Shayne debuted in the novel Dividend on Death first published in 1939, written by Halliday, a pseudonym of Davis Dresser. There were fifty Shayne novels published in hardcover, by Dresser (until 1958) and a variety of ghost-writers. Twenty-seven more were written as paperback originals, for a total of 77; 300 short stories, a dozen films, radio programs and television shows, and a few comic book appearances have included the character.

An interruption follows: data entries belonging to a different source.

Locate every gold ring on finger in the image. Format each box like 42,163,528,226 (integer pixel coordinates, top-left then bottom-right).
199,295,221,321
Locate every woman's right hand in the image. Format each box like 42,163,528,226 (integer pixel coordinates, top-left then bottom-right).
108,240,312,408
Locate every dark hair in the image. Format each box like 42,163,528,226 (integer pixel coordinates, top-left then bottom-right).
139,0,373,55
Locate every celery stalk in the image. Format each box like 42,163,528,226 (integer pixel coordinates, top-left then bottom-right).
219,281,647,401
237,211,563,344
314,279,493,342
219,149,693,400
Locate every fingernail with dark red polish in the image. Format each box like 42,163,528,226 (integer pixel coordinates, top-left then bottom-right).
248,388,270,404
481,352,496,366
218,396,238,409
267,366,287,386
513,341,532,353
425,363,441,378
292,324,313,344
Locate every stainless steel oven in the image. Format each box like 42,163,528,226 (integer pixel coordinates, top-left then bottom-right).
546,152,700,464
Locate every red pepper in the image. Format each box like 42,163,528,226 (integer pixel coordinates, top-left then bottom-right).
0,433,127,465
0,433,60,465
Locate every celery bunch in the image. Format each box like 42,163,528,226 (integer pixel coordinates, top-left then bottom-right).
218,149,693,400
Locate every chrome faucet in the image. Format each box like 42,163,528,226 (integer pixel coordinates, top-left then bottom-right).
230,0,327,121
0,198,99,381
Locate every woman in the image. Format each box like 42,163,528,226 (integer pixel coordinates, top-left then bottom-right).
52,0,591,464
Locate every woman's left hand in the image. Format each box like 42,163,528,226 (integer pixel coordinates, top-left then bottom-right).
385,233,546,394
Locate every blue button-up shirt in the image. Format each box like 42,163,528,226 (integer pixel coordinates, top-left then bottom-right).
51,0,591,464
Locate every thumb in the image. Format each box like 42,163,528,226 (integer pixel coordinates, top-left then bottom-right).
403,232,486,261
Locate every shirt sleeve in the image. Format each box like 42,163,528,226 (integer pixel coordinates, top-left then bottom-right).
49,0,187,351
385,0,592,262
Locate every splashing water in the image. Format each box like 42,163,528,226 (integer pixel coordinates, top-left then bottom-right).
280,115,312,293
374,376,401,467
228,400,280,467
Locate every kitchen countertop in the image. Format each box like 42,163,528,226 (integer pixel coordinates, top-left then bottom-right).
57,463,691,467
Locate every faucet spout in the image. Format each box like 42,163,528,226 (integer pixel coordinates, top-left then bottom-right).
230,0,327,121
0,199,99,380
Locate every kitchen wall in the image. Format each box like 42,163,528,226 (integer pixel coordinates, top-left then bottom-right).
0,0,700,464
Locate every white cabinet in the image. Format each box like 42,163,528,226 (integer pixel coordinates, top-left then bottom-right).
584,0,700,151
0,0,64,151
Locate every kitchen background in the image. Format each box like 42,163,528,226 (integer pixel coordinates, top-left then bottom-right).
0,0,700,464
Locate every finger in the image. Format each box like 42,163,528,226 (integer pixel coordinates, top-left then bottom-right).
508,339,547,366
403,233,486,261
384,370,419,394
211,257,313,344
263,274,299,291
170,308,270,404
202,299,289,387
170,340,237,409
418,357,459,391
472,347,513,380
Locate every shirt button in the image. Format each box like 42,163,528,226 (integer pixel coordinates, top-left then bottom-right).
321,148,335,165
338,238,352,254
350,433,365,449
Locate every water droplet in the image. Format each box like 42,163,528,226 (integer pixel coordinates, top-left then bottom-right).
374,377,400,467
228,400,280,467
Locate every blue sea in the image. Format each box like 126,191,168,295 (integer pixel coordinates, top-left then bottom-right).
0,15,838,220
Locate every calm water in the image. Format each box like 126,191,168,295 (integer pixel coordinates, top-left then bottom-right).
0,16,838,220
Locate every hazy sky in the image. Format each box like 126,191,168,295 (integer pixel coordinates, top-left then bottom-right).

The books were typically well plotted, with Shayne often gathering the suspects at the end and explaining the crime and naming the murderer. Shayne was initially married in the novels, his wife being Phyllis (Brighton) Shayne, who was a somewhat limited character, and was often out of town. Dresser "killed her off" when he sold the movie rights to the series. In the book Blood on the Black Market, the comedy aspect of the earlier novels disappears, and Shayne is forced to deal with his wife's death. Other recurring characters in the stories were reporter Tim Rourke, Policeman Lt. Gentry and Shayne's secretary Lucy Hamilton.
Halliday later created Mike Shayne Mystery Magazine, first introduced in 1956 by Renown Publications under the title Michael Shayne Mystery Magazine. The magazine continued for nearly three decades, always having at least one Shayne novella included in each edition. By this time, "Brett Halliday" was simply a house name. For several years the magazine was edited by Frank Belknap Long.